Contrary to popular belief, most cryptocurrencies are called “pseudonyms”. On the other hand, there are many “anonymous”. BFM Crypto invites you to take stock of these two concepts.
While Edward Snowden contributed to the launch of ZCash, the anonymous cryptocurrency, BFM crypto invites you to take stock of the difference between anonymous and pseudonymous cryptocurrencies.
• Why do we talk about pseudonymous and anonymous cryptocurrencies?
It is often mistaken to think that cryptocurrencies are anonymous. This is not the case. In fact, they are “pseudonyms”.
“Cryptocurrencies operate on large, public, immutable ledgers called blockchains. Anyone can see the full transaction history of cryptocurrencies that use public blockchains, such as bitcoin,” said Kim Grauer, research director at Chainalysis.
“This means that cryptocurrencies are more transparent than most traditional forms of value transfer,” he adds.
When a user has cryptocurrencies like bitcoin or ether, he has a public address (a bit like a RIB in French). This public address is a sequence of numbers and letters that allows him to execute transactions on the blockchain, that is, to send and receive cryptocurrencies at the same address.
Cryptocurrency is called a pseudonym because it is possible on a blockchain to track the public address of a user – considered a pseudonym – which shows all the transactions that the latter performs.
On the other hand, an anonymous cryptocurrency, as the name suggests, allows to perform transactions in a private way thanks to encryption technology. Consequently, the users’ addresses or the volumes of their transactions are encrypted and therefore not visible.
In the world of cryptocurrencies, anonymous cryptocurrencies remain in the minority (Monero, Zcash, etc.) and are unlike so-called pseudonymous cryptocurrencies, such as bitcoin and ethereum, whose transactions can be consulted on their respective blockchains. As a reminder, a blockchain gathers all blocks (transactions) in a network, from the oldest to the most recent. Similarly, there are block explorers, such as ETH scanning, which allow you to view all transactions on the blockchain, with all addresses.
• What problems does the anonymous or pseudonymous nature of cryptocurrencies raise?
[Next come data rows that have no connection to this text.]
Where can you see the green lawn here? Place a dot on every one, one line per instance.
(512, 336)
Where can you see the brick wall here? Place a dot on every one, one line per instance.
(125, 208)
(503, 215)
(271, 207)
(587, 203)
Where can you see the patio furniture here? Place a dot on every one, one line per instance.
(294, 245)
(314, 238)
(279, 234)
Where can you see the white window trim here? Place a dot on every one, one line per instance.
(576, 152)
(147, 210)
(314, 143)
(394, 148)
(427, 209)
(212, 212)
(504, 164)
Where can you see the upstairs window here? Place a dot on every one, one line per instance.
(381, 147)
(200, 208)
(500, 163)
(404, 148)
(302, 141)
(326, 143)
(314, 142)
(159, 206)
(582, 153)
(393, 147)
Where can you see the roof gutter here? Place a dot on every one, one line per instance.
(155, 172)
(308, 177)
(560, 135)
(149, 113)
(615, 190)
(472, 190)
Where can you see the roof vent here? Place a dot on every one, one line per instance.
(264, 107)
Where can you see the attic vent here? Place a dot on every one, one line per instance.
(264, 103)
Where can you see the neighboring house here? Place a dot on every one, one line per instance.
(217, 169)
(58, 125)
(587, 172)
It will have been understood: Although blockchains store the transactions in memory, it is still difficult to know which services are hiding behind the transactions on the blockchain because they are pseudonymous. But the difficulty increases one step when they are anonymous.
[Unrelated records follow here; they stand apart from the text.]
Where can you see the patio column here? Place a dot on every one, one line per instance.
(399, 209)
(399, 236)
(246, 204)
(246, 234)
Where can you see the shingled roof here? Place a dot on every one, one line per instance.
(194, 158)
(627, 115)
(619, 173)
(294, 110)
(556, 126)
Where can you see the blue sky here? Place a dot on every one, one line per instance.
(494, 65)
“Thus, investigators need reliable data that assigns these addresses to services and organizations to derive actionable insights from blockchain transaction records. Incorrect or missing address assignments [liées au caractère anonyme, ndlr] and misunderstandings about how cryptocurrency firms handle funds can lead investigators to the wrong conclusions, ”Kim Grauer points out.
Clearly, anonymous cryptocurrencies present several difficulties in tracing the source of transactions.
By their nature, blockchains are transparent and traceable. Even considering technologies designed to cover their tracks, such as anonymous cryptocurrencies and so-called “mixing devices”, it is very difficult to develop complete confidentiality.
“Blockchains act as an immutable ledger. This means that evidence of criminal transactions will always exist. If anyone finds a way to view private cryptocurrency transactions or ‘unravel’ the jamming devices, any irregular game may be subject to retroactive investigation. and possibly prosecution, ”said De Kim Grauer.
• Why do institutions talk primarily about anonymity rather than pseudonymity?
On the website of the Bercy website, when asked what risks are associated with cryptocurrencies, the organization replies that “cryptocurrencies, due to their anonymous nature, promote circumvention of anti-money laundering rules or may participate in the financing of terrorism or criminals. activities. “
Tracfin, Bercy’s anti – money laundering and terrorist financing service, for its part, in a letter published in March 2022, specifies that it speaks of “the anonymity of most digital asset projects”.
Similarly, MEPs from the European Parliament’s Committee on Economic and Monetary Affairs and Civil Liberties adopted a proposal on the TFR regulations in early April.
“Illegal flows of cryptocurrencies go largely unnoticed across the EU and the world, making them ideal instruments for securing anonymity. Like previous money laundering scandals, ranging from the Panama Papers to the Pandora Papers, criminals multiply where anonymity is guaranteed due to confidentiality rules. With this proposed legislation, the EU will fill this gap, “said Ernest Urtasun (Greens / EFA, ES), co-rapporteur for the Committee on Economic and Monetary Affairs.
More specifically, the rule text twice refers to the term anonymity, and no mention of pseudonymity. “The global reach, the speed with which transactions can be made, and the potential anonymity that their transfer provides make cryptocurrencies particularly attractive to criminals seeking to illegally transfer between jurisdictions and operate across national borders,” the text emphasizes. negotiation. .
According to our information, the reference to the concept of anonymity rather than pseudonymity will be for the sake of clarity and readability of the discourse of the various authorities.
The pseudonym would not be “sufficient” to understand who the users holding cryptocurrencies are, and therefore in some cases do not help to combat money laundering or terrorist financing.